Las cosas se mueven/cambian, evidente a los sentidos. Bien. Pero Tomás, siguiendo a Aristóteles nos dice que TODO LO QUE SE MUEVE/CAMBIA, SE MUEVE/CAMBIA POR OTRO. Es decir, nada se mueve/cambia a sí mismo, siempre que algo se mueve lo hace en virtud o por causa de otro.

¿Cómo así? Parece una afirmación extraña, porque, por lo menos en el reino de los seres vivos, pareciera a primera vista que los seres vivos se mueven a sí mismos. Pues bien, resulta que bien miradas las cosas no es tan así, pues lo que en verdad sucede es que una parte mueve a otra; a su vez la parte que movió fue movida por otra…y así: camino, pero camino por el movimiento de mis piernas; y estas caminan por la actividad de ciertos músculos; y estos por la actividad de ciertos tejidos convenientemente estimulados mediante un complejo sistema electro-químico a nivel celular; y el nivel celular a su vez se mueve por niveles cada vez más íntimos de causalidad; y en últimas está mi voluntad que quiso que me moviera (e incluso mi voluntad es movida por la causa primera, pero ese es un tema difícil por ahora).

De manera que siempre que vemos movimiento/cambio en el universo, eso que se mueve/cambia está siendo en ese preciso instante movido/cambiado por otro, así sea al menos por una de sus partes.

Y entonces santo Tomás nos dice que no puede haber nada que se mueva a sí mismo, ni siquiera Dios, puesto que Dios es primer motor inmóvil.

Afina luego santo Tomás el argumento y dice bueno, vamos a suponer que algo se mueve a sí mismo, ese algo tendría que cumplir las siguientes características:

 

1.       - Tener en sí mismo el principio o fuente del movimiento. Puesto que si dicho principio está en algo exterior evidentemente no se movería sí mismo, sino que se movería por otro.

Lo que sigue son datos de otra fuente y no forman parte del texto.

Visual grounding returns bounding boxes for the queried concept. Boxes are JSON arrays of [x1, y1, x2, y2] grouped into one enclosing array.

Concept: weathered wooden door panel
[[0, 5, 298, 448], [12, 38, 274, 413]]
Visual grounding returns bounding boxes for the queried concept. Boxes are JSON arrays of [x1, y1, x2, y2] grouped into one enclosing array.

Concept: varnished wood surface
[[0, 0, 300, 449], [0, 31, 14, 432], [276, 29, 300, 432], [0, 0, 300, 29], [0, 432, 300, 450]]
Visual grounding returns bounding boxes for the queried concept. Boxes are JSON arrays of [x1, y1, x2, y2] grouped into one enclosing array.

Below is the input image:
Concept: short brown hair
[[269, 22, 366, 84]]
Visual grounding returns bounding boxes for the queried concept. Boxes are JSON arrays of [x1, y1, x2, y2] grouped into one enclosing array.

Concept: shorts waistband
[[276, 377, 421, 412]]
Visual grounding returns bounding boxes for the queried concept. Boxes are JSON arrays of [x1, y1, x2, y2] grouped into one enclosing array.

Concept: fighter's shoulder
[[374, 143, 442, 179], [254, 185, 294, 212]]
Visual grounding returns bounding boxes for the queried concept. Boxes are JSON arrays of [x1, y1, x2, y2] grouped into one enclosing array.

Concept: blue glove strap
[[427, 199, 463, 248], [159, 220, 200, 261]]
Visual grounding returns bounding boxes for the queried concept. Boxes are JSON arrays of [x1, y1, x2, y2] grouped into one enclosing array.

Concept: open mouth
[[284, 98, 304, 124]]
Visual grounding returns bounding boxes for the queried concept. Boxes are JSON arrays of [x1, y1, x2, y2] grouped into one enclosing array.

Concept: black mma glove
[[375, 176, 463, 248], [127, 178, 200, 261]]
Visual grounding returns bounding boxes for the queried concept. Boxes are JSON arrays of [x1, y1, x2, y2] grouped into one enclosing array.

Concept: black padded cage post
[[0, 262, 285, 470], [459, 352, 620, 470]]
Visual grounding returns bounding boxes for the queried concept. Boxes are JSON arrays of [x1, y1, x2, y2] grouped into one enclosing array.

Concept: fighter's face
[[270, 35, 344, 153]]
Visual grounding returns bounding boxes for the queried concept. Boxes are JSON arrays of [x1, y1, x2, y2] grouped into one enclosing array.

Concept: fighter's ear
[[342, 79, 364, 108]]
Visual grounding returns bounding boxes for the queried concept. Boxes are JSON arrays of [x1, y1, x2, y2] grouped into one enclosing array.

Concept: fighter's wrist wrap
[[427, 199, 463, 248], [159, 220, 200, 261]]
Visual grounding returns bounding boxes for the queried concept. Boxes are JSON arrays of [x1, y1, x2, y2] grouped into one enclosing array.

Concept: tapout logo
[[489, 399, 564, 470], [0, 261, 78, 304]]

2.       - Moverse como totalidad, es decir, que no sea movido por una de sus partes, sino que se mueva como un todo.

3.       - Que sea divisible, es decir, tenga partes. (Esta última condición la toma Tomás del libro de la “Física” de Aristóteles; más exactamente del libro VI. Allí el filósofo realiza una compleja argumentación en torno a los continuos en tanto que divisibles, y muestra cómo no se puede concebir un indivisible móvil, sino que necesariamente todo móvil, para ser tal, debe tener partes. Se trata de una argumentación difícil en la cual el estagirita se explaya sobre la relación entre el tiempo y el movimiento, argumentando cómo si algo fuera indivisible no podría extenderse en las unidades de tiempo que todo movimiento postula, concluyendo que si algo es móvil necesariamente ha de tener partes. Pero se trata de un capítulo bastante difícil de la Física aristotélica que aquí no podemos desarrollar. Daremos entonces por sentada tal demostración).

 

Entonces el santo razona de la siguiente manera:

 

-          - Lo que se mueve a sí mismo ha de moverse como totalidad, no por alguna de sus partes.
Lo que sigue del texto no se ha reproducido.